Он не стонет, но разевает рот на выдохе и дышит часто, и Гоффредо выдыхает ему в ухо так же тяжело. Они продолжают двигаться так в тишине, нарушаемой только горячими выдохами несколько минут; Винсент готов продолжать всю ночь, потом позвонить в Ватикан, отменить встречу с папой и продолжить еще. Он едва замечает, как Гоффредо шарит рукой поодаль; потом подпихивает его немного, заставляя приподняться.
— Ну, ну, caro, так будет лучше, — Винсент просто слушается, подставляя ладонь, и слабо вздрагивает, когда в нее стекает лужица прохладной смазки. А чувство — будто вылили ведро, и не смазки, а воды, и не в ладонь, а ему на голову.
Он размазывает ее по пальцам и снова не знает, куда смотреть.
— Давай, как себе, — подталкивает Гоффредо. Винсент молчит слишком долго; Гоффредо не хмурится, но слегка прищуривается, словно разглядывая его в микроскоп. — Ты ведь умеешь… себе?
И действительно, разве не абсурдно это звучит? В его постели побывал десяток девушек, но за эти месяцы он ни разу не подумал сделать то, что любой нормальный мальчишка делал тысячу раз. Что его остановило? Разве Господь следил бы за ним теперь, в одиночестве его спальни или под горячей водой в душе? Разве это имеет значение, разве его обеты имеют значение, если они были даны во лжи? Не является ли соблюдение обетов святотатством само по себе, как будто он думает, что все еще может иметь право на святость? И зачем Гоффредо смотрит с таким недоверием?

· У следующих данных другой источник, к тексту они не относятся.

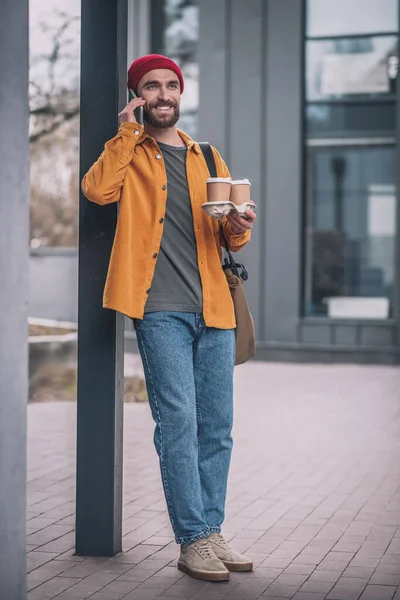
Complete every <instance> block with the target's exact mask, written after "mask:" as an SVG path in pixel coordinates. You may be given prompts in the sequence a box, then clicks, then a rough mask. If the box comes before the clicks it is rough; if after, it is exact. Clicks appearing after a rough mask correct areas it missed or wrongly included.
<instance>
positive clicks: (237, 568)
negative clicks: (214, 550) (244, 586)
mask: <svg viewBox="0 0 400 600" xmlns="http://www.w3.org/2000/svg"><path fill="white" fill-rule="evenodd" d="M222 562H223V563H224V565H225V566H226V568H227V569H228V571H234V572H244V571H252V570H253V563H233V562H228V561H225V560H223V561H222Z"/></svg>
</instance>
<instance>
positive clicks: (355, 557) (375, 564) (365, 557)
mask: <svg viewBox="0 0 400 600" xmlns="http://www.w3.org/2000/svg"><path fill="white" fill-rule="evenodd" d="M378 565H379V558H372V557H371V556H363V555H362V554H356V555H355V557H354V558H353V560H352V561H351V562H350V563H349V566H350V567H373V568H375V567H377V566H378Z"/></svg>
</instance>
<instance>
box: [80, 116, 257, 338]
mask: <svg viewBox="0 0 400 600" xmlns="http://www.w3.org/2000/svg"><path fill="white" fill-rule="evenodd" d="M179 135H180V137H181V138H182V140H183V142H184V143H185V144H186V146H187V149H188V152H187V159H186V172H187V179H188V186H189V195H190V202H191V205H192V212H193V227H194V234H195V239H196V245H197V260H198V267H199V273H200V279H201V284H202V291H203V318H204V322H205V324H206V325H207V326H208V327H217V328H219V329H232V328H234V327H235V326H236V322H235V315H234V309H233V303H232V298H231V295H230V291H229V287H228V284H227V281H226V277H225V274H224V272H223V269H222V267H221V239H220V234H219V224H218V222H217V221H216V220H214V219H213V218H212V217H209V216H207V215H206V213H205V212H204V211H203V210H202V208H201V205H202V204H203V203H204V202H206V201H207V190H206V187H207V186H206V179H207V178H208V177H209V172H208V168H207V164H206V162H205V159H204V156H203V153H202V151H201V148H200V146H199V145H198V144H197V143H196V142H194V141H193V140H192V139H191V138H190V137H189V136H188V135H186V134H185V133H183V132H182V131H179ZM213 153H214V157H215V162H216V167H217V173H218V176H219V177H230V174H229V171H228V168H227V166H226V164H225V163H224V161H223V160H222V159H221V157H220V155H219V153H218V152H217V151H216V150H215V148H213ZM82 191H83V193H84V195H85V196H86V198H88V199H89V200H91V201H92V202H96V203H97V204H110V203H111V202H118V201H119V203H120V210H119V216H118V223H117V228H116V232H115V238H114V244H113V248H112V252H111V258H110V264H109V269H108V274H107V281H106V285H105V289H104V298H103V306H104V307H105V308H111V309H113V310H117V311H119V312H121V313H123V314H125V315H127V316H128V317H131V318H137V319H142V318H143V315H144V308H145V304H146V300H147V297H148V292H149V290H150V287H151V282H152V279H153V275H154V269H155V265H156V260H157V255H158V252H159V250H160V245H161V239H162V235H163V223H164V218H165V213H166V203H167V193H168V190H167V174H166V170H165V165H164V160H163V157H162V153H161V151H160V148H159V146H158V145H157V142H156V141H155V140H154V138H152V137H150V136H149V135H148V134H147V133H146V132H145V131H144V129H143V127H141V126H140V125H138V124H137V123H123V124H122V125H121V126H120V128H119V131H118V133H117V135H116V136H115V137H114V138H113V139H111V140H110V141H109V142H107V143H106V144H105V147H104V152H103V153H102V154H101V156H100V158H99V159H98V160H97V161H96V162H95V163H94V165H93V166H92V167H91V168H90V169H89V171H88V173H87V174H86V175H85V177H84V178H83V181H82ZM223 228H224V233H225V236H226V238H227V240H228V243H229V246H230V249H231V250H232V251H237V250H240V249H241V248H243V246H245V244H246V243H247V242H248V241H249V239H250V231H248V232H246V233H244V234H240V235H237V234H234V233H233V232H232V229H231V226H230V224H229V223H228V221H226V219H225V220H224V221H223Z"/></svg>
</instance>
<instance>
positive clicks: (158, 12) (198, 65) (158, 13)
mask: <svg viewBox="0 0 400 600" xmlns="http://www.w3.org/2000/svg"><path fill="white" fill-rule="evenodd" d="M161 10H162V13H163V14H160V3H159V2H156V6H153V17H152V18H153V36H152V37H153V48H152V51H153V52H157V53H161V54H165V55H167V56H169V57H170V58H172V59H173V60H175V61H176V62H177V63H178V65H179V66H180V68H181V69H182V72H183V76H184V78H185V91H184V94H183V95H182V101H181V113H180V119H179V127H180V128H181V129H183V130H184V131H186V132H187V133H188V134H189V135H190V136H192V137H194V138H195V137H196V134H197V111H198V106H199V91H198V79H199V64H198V56H197V49H198V38H199V7H198V0H163V2H162V8H161ZM160 23H161V24H162V25H163V26H162V27H161V28H160V27H159V25H160ZM154 30H155V31H157V32H159V39H155V37H154Z"/></svg>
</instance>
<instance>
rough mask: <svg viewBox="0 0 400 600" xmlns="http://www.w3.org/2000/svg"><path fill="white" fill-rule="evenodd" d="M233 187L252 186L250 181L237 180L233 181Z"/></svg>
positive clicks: (236, 179) (243, 179) (240, 179)
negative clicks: (241, 186) (238, 186)
mask: <svg viewBox="0 0 400 600" xmlns="http://www.w3.org/2000/svg"><path fill="white" fill-rule="evenodd" d="M232 185H251V183H250V181H249V180H248V179H236V180H235V181H232Z"/></svg>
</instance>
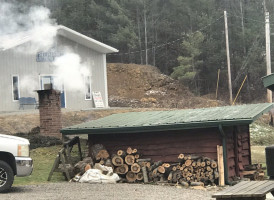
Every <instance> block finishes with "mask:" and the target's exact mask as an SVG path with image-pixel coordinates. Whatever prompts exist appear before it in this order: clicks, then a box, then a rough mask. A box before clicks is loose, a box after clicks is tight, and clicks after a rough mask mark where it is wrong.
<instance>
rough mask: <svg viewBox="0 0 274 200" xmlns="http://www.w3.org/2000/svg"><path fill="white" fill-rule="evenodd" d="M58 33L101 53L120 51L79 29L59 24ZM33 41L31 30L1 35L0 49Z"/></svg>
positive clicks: (20, 44) (72, 40) (113, 52)
mask: <svg viewBox="0 0 274 200" xmlns="http://www.w3.org/2000/svg"><path fill="white" fill-rule="evenodd" d="M57 35H61V36H63V37H66V38H68V39H70V40H72V41H74V42H77V43H79V44H81V45H83V46H86V47H88V48H91V49H93V50H95V51H98V52H100V53H114V52H118V50H117V49H115V48H113V47H111V46H108V45H106V44H104V43H102V42H99V41H97V40H94V39H92V38H90V37H87V36H85V35H83V34H81V33H79V32H77V31H74V30H72V29H70V28H68V27H65V26H62V25H60V26H58V27H57ZM29 41H31V32H30V31H28V32H20V33H16V34H13V35H6V36H1V37H0V50H2V51H5V50H8V49H11V48H14V47H17V46H19V45H22V44H24V43H26V42H29Z"/></svg>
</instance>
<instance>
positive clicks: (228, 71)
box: [224, 11, 232, 105]
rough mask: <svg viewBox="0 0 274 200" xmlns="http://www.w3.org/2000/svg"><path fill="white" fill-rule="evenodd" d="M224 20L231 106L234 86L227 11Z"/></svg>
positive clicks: (228, 86)
mask: <svg viewBox="0 0 274 200" xmlns="http://www.w3.org/2000/svg"><path fill="white" fill-rule="evenodd" d="M224 19H225V40H226V57H227V73H228V89H229V102H230V105H231V104H232V85H231V70H230V54H229V42H228V27H227V14H226V11H224Z"/></svg>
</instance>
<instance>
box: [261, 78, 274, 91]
mask: <svg viewBox="0 0 274 200" xmlns="http://www.w3.org/2000/svg"><path fill="white" fill-rule="evenodd" d="M262 79H263V83H264V87H265V88H267V89H270V90H272V91H274V74H270V75H267V76H264V77H262Z"/></svg>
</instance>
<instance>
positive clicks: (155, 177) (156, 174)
mask: <svg viewBox="0 0 274 200" xmlns="http://www.w3.org/2000/svg"><path fill="white" fill-rule="evenodd" d="M158 176H159V173H158V168H155V169H154V170H153V171H152V177H153V178H157V177H158Z"/></svg>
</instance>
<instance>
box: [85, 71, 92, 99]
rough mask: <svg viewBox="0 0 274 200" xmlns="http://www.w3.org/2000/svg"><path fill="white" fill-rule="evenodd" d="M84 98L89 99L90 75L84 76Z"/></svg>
mask: <svg viewBox="0 0 274 200" xmlns="http://www.w3.org/2000/svg"><path fill="white" fill-rule="evenodd" d="M85 100H91V77H90V76H86V77H85Z"/></svg>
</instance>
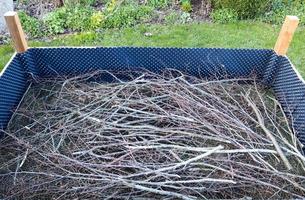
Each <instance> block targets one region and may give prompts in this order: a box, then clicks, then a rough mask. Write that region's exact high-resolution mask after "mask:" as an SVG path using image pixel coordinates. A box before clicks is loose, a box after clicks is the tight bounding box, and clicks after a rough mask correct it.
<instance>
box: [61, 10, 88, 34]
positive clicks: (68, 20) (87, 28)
mask: <svg viewBox="0 0 305 200" xmlns="http://www.w3.org/2000/svg"><path fill="white" fill-rule="evenodd" d="M93 13H94V10H93V9H92V8H90V7H84V6H81V5H77V6H75V7H70V8H68V9H67V19H66V27H67V28H68V29H70V30H72V31H86V30H89V29H90V28H91V16H92V14H93Z"/></svg>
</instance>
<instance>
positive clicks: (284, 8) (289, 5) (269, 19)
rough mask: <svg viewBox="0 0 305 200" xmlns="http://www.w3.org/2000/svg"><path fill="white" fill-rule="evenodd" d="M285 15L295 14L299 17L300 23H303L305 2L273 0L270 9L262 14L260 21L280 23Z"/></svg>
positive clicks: (269, 22)
mask: <svg viewBox="0 0 305 200" xmlns="http://www.w3.org/2000/svg"><path fill="white" fill-rule="evenodd" d="M286 15H296V16H298V17H299V18H300V23H301V24H305V3H303V2H302V1H297V0H295V1H287V0H286V1H285V0H274V1H273V2H272V5H271V9H270V11H269V12H266V13H265V14H264V15H263V16H262V21H264V22H267V23H272V24H282V23H283V21H284V19H285V16H286Z"/></svg>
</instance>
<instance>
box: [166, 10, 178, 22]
mask: <svg viewBox="0 0 305 200" xmlns="http://www.w3.org/2000/svg"><path fill="white" fill-rule="evenodd" d="M179 17H180V16H179V14H178V13H177V12H174V11H173V12H171V13H169V14H168V15H166V16H165V17H164V22H165V24H175V23H177V22H178V21H179Z"/></svg>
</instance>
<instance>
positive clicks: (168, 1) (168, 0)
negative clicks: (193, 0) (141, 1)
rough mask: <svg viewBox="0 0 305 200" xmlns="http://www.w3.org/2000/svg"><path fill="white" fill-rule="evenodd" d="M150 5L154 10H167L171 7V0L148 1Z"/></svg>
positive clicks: (148, 3) (149, 5)
mask: <svg viewBox="0 0 305 200" xmlns="http://www.w3.org/2000/svg"><path fill="white" fill-rule="evenodd" d="M148 5H149V6H152V7H154V8H165V7H167V6H168V5H169V0H148Z"/></svg>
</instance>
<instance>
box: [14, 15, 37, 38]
mask: <svg viewBox="0 0 305 200" xmlns="http://www.w3.org/2000/svg"><path fill="white" fill-rule="evenodd" d="M18 15H19V18H20V21H21V24H22V27H23V29H24V31H25V32H26V33H27V34H28V35H29V36H30V37H33V38H36V37H41V36H43V31H42V24H41V23H40V21H39V20H38V19H36V18H34V17H31V16H29V15H27V14H26V13H25V12H24V11H20V12H18Z"/></svg>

— Esto es malo. Masturbación, — бормочет он. Гоффредо христианин и должен его понять. Раньше католиков объединяла литургия на латыни и запрет на мастурбацию, теперь только запрет на мастурбацию, он не может не понимать, даже если считает, что волен грешить в свое удовольствие.
Может быть, ему тоже говорили, что ангел теряет крылья каждый раз, как мальчик эякулирует под одеялом, но лицо Гоффредо смягчется, и он негромко вздыхает.
— Должен был догадаться, что ты из тех, кто воздерживался до свадьбы, — Винсента виновато дергает от этих слов. — Piccolo santo. Дай руку. Ну.
Он снова берет его руку своей рукой, и так действительно легче — Винсенту не нужно ничего делать самому, только не сопротивляться, когда Гоффредо сплетает их пальцы и двигает вверх-вних по напряженной, горячей плоти, приговаривая «вот так» и «у тебя хорошо получается, мальчик». Это на удивление приятно; это также чертовски странно. Винсент никогда не трогал чужой член. Винсент не уверен, что видел чужой член, чужие гениталии вообще, не считая редких случаев, где его помощь была необходима кому-то в настолько критической ситуации, и тогда он старался по возможности отвести взгляд, сохраняя иллюзию приватности. После больницы…
— Иди сюда, — повторяет Гоффредо срывающимся шепотом; с его подсказки Винсент устраивается у него на груди, так, чтобы продолжать ласкать его одной рукой, а Гоффредо принимается гладить его по груди и бокам. В этом есть странная интимность; Винснт бы закрыл глаза и позволил прикосновениям убаюкать себя до транса, но у него может не быть другой возможности изучить, так что он смотрит, пока может.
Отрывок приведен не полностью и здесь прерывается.